Refuah Health Center has committed to investing $1.2 million in enhancing its cybersecurity measures and will also pay $450,000 in penalties and costs. This move comes as part of an agreement with the New York Attorney General Letitia James, resolving allegations against the health center.
The allegations claimed that Refuah Health Center had not maintained adequate cybersecurity controls. This lapse led to the Refuah data breach, which compromised sensitive patient details stored on its network.
This agreement marks a significant step towards ensuring the protection and privacy of patient information, especially at a time when the healthcare sector is experiencing a rise in cyberattacks.
Decoding the Refuah Data Breach
Following notification of a ransomware attack in May 2021 that compromised the protected health information of 260,740 people, including 175,077 New Yorkers, the NY AG opened an investigation into Refuah Health Center.
In late May 2021, a ransomware group managed to get access to internal systems. First, it compromised a system that was used to watch videos from internal cameras that were keeping an eye on the company’s facilities. The only security measure for that system was a four-digit authentication PIN.
The hackers gained remote access to the network by stealing administrator credentials used by a former IT vendor. Despite the fact that the IT provider had not used the credentials for seven years, they had not been disabled or altered in eleven years.
Moreover, it was reported that there was no multifactor authentication enabled on the account. According to HIPAA Journal, the access to numerous files containing patient data that had not been encrypted at the file level was made possible by the credentials.
Lorenz Ransomware Group Claimed Attack on Refuah
The Lorenz group, believed to be behind the attack, deployed ransomware to encrypt files and exfiltrate data. The threat actor contacted Refuah with demands for an undisclosed ransom amount. They also presented evidence of the data theft, such as a list of the files that were duplicated and a screenshot showing patient information that matched a database connected to Refuah’s dentist’s office.
Although the attackers supplied a screenshot of the database showing the records of 34 patients, Refuah did not look into whether the database had been accessed. Instead, the focus of the third-party forensic investigation was on the files that were kept on the shared network space.

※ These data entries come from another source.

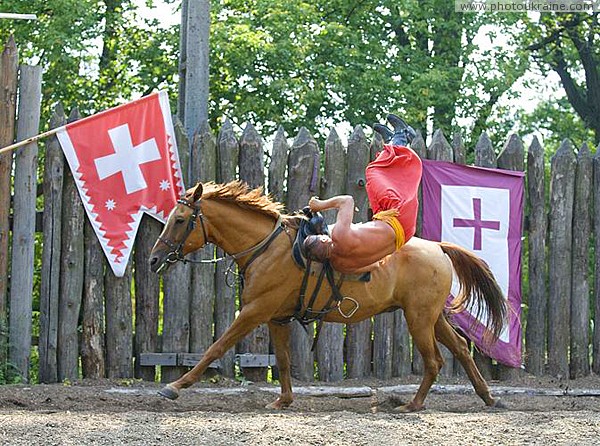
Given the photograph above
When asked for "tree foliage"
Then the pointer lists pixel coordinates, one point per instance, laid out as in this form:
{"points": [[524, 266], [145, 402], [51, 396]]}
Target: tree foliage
{"points": [[297, 63], [95, 53], [569, 44]]}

On March 2, 2022, Refuah finished analyzing the incident, and on April 29, 2022, it mailed notification letters to the impacted individuals. The compromised data consisted of names, addresses, phone numbers, Social Security numbers, driver’s license numbers, state identification numbers, dates of birth, bank account information, credit/debit card information, medical treatment/diagnosis information, Medicare numbers, medical record numbers, patient account numbers, and health insurance policy numbers.
The terms of the agreement with the NY AG specify that Refuah Health must allocate $1.2 million for enhancing cybersecurity, information security, data retention guidelines, and incident response protocols.